The office said the subsidy program — called the "Demonstration Bases-Common Service Platform" — appears to vary widely among the 179 clusters, or "Demonstration Bases," in China, but that exact totals were difficult to determine due to "China’s lack of transparency."

The agency said certain enterprises have received at least $635,000 in benefits annually, and that China has given almost $1 billion to suppliers to provide free or discounted services over a three-year period. The payments also appeared to affect a large segment of overall exports, with 16 of the 40 textile clusters alone accounting for 14 percent of the Chinese textile exports in 2012.

The announcement marks the first step at the WTO. The countries will enter settlement negotiations, and if none is reached, the U.S. could ask for a WTO panel to take up the matter.

The dispute follows a previous WTO proceeding by the U.S. involving the Chinese auto industry.

"American workers, farmers, manufacturers, and businesses rank among the most productive and innovative in the world, and where there is a level playing field they can compete and win," said U.S. Trade Representative Michael Froman. "This Administration is dedicated to ensuring that they get all the economic opportunities we’ve negotiated under our trade agreements."

The issue coincides with ongoing negotiations over the Trans-Pacific Partnership, a trade pact which would include the U.S., China and 10 other Pacific Rim nations. The Obama administration has argued the deal would give the U.S. the ability to help write the rules for trade with Asia, but the deal has run into some resistance on Capitol Hill, however, particularly from Democrats wary of previous trade deals and their impacts on outsourced jobs.
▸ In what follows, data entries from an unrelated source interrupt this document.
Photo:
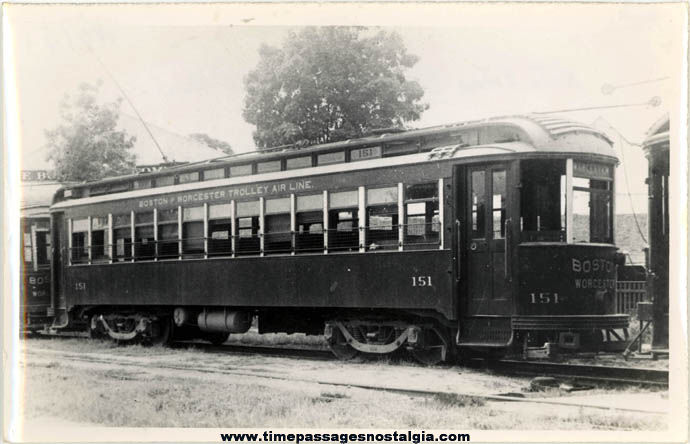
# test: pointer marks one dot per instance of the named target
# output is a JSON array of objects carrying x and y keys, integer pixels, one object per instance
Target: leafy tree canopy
[
  {"x": 87, "y": 145},
  {"x": 213, "y": 143},
  {"x": 328, "y": 84}
]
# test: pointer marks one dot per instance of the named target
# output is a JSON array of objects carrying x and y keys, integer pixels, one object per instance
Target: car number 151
[{"x": 421, "y": 281}]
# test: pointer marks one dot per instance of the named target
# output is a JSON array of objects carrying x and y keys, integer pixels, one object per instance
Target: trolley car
[
  {"x": 35, "y": 306},
  {"x": 483, "y": 234}
]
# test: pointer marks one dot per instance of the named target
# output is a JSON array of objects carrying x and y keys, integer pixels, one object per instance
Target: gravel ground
[{"x": 98, "y": 383}]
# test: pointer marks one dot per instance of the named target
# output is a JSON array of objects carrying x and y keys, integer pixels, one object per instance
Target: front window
[
  {"x": 545, "y": 200},
  {"x": 80, "y": 232},
  {"x": 422, "y": 223},
  {"x": 542, "y": 207},
  {"x": 100, "y": 248},
  {"x": 382, "y": 218}
]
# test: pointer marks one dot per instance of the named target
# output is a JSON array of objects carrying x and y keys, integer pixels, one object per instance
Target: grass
[{"x": 115, "y": 396}]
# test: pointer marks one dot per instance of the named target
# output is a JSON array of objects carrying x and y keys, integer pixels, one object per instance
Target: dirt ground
[{"x": 86, "y": 382}]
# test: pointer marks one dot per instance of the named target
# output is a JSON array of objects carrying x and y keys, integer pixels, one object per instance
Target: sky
[{"x": 183, "y": 67}]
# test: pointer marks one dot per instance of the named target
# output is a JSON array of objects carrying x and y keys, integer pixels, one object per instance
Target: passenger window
[
  {"x": 478, "y": 204},
  {"x": 220, "y": 229},
  {"x": 277, "y": 234},
  {"x": 168, "y": 240},
  {"x": 248, "y": 228},
  {"x": 343, "y": 221},
  {"x": 193, "y": 231},
  {"x": 330, "y": 158},
  {"x": 218, "y": 173},
  {"x": 99, "y": 239},
  {"x": 122, "y": 237},
  {"x": 28, "y": 251},
  {"x": 382, "y": 218},
  {"x": 309, "y": 218},
  {"x": 80, "y": 229},
  {"x": 142, "y": 184},
  {"x": 268, "y": 167},
  {"x": 240, "y": 170},
  {"x": 498, "y": 207},
  {"x": 165, "y": 181},
  {"x": 144, "y": 244},
  {"x": 188, "y": 177},
  {"x": 298, "y": 162},
  {"x": 422, "y": 224}
]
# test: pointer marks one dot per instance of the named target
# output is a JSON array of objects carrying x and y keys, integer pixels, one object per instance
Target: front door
[{"x": 487, "y": 223}]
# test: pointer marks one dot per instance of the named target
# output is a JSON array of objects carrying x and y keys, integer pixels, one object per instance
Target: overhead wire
[{"x": 124, "y": 93}]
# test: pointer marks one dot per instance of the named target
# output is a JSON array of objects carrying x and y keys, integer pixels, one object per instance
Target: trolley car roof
[{"x": 528, "y": 134}]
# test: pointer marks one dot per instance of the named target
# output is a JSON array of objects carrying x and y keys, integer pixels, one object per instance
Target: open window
[
  {"x": 193, "y": 231},
  {"x": 247, "y": 222},
  {"x": 343, "y": 221},
  {"x": 543, "y": 206},
  {"x": 545, "y": 199},
  {"x": 309, "y": 219},
  {"x": 80, "y": 233},
  {"x": 422, "y": 223},
  {"x": 220, "y": 230},
  {"x": 592, "y": 202},
  {"x": 122, "y": 237},
  {"x": 168, "y": 239},
  {"x": 382, "y": 218},
  {"x": 100, "y": 244},
  {"x": 27, "y": 251},
  {"x": 277, "y": 235},
  {"x": 144, "y": 243}
]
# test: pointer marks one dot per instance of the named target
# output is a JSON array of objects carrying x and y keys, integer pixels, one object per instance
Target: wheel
[
  {"x": 98, "y": 332},
  {"x": 436, "y": 348},
  {"x": 340, "y": 348},
  {"x": 161, "y": 332},
  {"x": 216, "y": 338}
]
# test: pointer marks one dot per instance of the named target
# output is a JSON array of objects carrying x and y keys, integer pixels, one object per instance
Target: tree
[
  {"x": 212, "y": 143},
  {"x": 329, "y": 84},
  {"x": 87, "y": 145}
]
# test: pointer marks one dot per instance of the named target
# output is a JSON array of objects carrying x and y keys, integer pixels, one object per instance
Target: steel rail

Manufacturing groups have largely backed free trade deals, but have urged the Obama administration to address currency manipulation in TPP negotiations. A recent report called China the largest global currency manipulator, and attributed manipulation by China and Japan to a rising U.S. trade deficit. The trade deficit with China alone — the largest between the U.S. and any other nation — set a record last year, increasing 24 percent to more than $340 billion.